In a study of 5,630 adults with type 1 diabetes, the ones whose pancreas still made a little of its own insulin had fewer dangerous blood-sugar crashes, fewer emergency cases of acid building up in the blood, and less eye damage over the next decade. The benefit held even when their average blood sugar was the same as everyone else's.
That last part carries the finding. The protection did not come from running tighter numbers. It tracked with how much insulin the body could still produce on its own, a quantity measured by a small protein called C-peptide ↗.
C-peptide is the offcut of insulin production. The pancreas builds insulin as a larger molecule, proinsulin, then snips out a connecting piece and releases it alongside the finished hormone, one molecule of C-peptide for every molecule of insulin. Injected insulin contains none of it. So the amount of C-peptide in the blood is a clean readout of how much insulin a person is still making themselves, and nothing else. In type 1 diabetes, where the immune system destroys the insulin-making beta cells, that number is usually low. But it is rarely zero, and it varies a lot from person to person.
What the cohort showed
The data come from the Scottish Diabetes Research Network Type 1 Bioresource, or SDRNT1BIO, a population cohort of people with type 1 diabetes who were at least 16 when they enrolled. Their diabetes had lasted a median of 21 years. The team, led by Joseph Mellor and Helen Colhoun, measured C-peptide from a single untimed blood draw using a Roche immunoassay sensitive down to 3 picomoles per litre, then followed the group for a median of 10.8 years through linked electronic health records. They published the results online June 11 in Diabetes Care ↗.

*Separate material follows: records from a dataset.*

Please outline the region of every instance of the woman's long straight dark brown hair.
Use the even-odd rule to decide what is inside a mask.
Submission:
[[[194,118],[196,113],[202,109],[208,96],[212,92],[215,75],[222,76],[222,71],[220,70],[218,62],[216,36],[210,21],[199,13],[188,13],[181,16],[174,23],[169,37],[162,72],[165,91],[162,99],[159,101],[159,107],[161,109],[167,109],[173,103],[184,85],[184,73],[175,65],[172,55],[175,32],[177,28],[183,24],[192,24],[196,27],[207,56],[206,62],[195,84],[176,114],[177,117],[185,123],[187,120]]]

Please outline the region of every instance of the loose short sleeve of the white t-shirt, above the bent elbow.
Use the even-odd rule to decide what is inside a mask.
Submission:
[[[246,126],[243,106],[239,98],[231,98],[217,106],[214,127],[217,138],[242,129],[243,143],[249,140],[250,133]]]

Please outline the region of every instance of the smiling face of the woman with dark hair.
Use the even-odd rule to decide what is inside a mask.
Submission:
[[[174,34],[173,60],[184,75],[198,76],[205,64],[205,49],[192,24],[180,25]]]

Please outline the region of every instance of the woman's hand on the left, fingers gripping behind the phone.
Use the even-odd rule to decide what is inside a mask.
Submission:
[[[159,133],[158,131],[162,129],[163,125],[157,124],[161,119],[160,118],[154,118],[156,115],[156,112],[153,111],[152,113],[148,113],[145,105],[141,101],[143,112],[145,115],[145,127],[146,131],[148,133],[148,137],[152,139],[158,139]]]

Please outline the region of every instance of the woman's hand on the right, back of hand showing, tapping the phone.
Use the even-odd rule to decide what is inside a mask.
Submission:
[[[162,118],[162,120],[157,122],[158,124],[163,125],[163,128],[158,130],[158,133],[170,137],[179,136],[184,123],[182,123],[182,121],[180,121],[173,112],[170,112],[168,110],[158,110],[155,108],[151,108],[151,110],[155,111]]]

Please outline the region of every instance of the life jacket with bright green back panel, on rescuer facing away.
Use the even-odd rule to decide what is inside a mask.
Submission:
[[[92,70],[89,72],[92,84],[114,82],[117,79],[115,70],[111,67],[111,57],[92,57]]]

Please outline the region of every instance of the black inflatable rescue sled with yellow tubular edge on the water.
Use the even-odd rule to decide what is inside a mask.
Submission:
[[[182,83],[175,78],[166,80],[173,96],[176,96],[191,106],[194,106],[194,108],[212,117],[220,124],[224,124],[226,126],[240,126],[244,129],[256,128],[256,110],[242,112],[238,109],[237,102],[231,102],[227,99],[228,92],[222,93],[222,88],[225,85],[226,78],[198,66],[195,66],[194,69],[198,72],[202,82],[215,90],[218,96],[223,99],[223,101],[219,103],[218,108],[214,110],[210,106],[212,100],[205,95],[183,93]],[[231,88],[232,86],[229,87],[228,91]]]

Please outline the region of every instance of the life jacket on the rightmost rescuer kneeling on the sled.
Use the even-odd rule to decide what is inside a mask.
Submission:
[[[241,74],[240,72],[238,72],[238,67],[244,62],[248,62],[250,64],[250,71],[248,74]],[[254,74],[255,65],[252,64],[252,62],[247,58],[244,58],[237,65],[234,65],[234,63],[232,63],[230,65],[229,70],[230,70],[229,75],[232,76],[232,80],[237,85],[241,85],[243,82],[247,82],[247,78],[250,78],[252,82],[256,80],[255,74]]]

Three outcomes moved with C-peptide, all in the protective direction. Higher residual insulin output was linked to fewer cases of diabetic ketoacidosis, the acute emergency where a lack of insulin lets acids flood the blood (1,015 events, p less than 0.0001). It was linked to fewer episodes of severe low blood sugar bad enough to land someone in hospital (539 events, p = 0.0055). And it was linked to less new diabetic retinopathy, the eye-vessel damage that is a leading cause of blindness in working-age adults (1,172 events, p less than 0.0001).
The key test was whether this was just a roundabout way of measuring blood-sugar control. It was not. The three links survived adjustment for HbA1c, the standard measure of average blood sugar over the prior few months. Two people with identical HbA1c still had different risks depending on how much insulin they were making on their own. In a smaller group of 407 people with repeat measurements, a later C-peptide reading still tracked with ketoacidosis risk, so this is not only about where someone started.
Where the signal stopped
Not everything moved. C-peptide showed no association with cardiovascular disease (714 events, p = 0.9) or with death (566 events, p = 0.8). The benefit, on this evidence, sits on the acute-crisis and microvascular side of the ledger, not the heart-attack-and-survival side. An observational cohort cannot prove cause either way, and the authors frame the work as characterizing associations, not establishing them.
Still, the pattern lines up with a clear mechanism. A trickle of the body's own insulin responds to glucose minute by minute in a way that injected doses cannot. It blunts the glucose swings that drive an acid crisis or a severe low.
That is the case for protecting beta cells rather than only replacing their output. It is the logic behind teplizumab, the Provention Bio antibody now sold as Tzield, which the FDA approved in 2022 to delay the onset of type 1 diabetes by blunting the immune attack on the islets. The SDRNT1BIO results put long-term outcome numbers under that strategy. The amount of insulin a person still makes is not a rounding error on the way to full insulin dependence. Across a decade, residual C-peptide tracked with who ended up in the emergency room with ketoacidosis and whose retinas held up.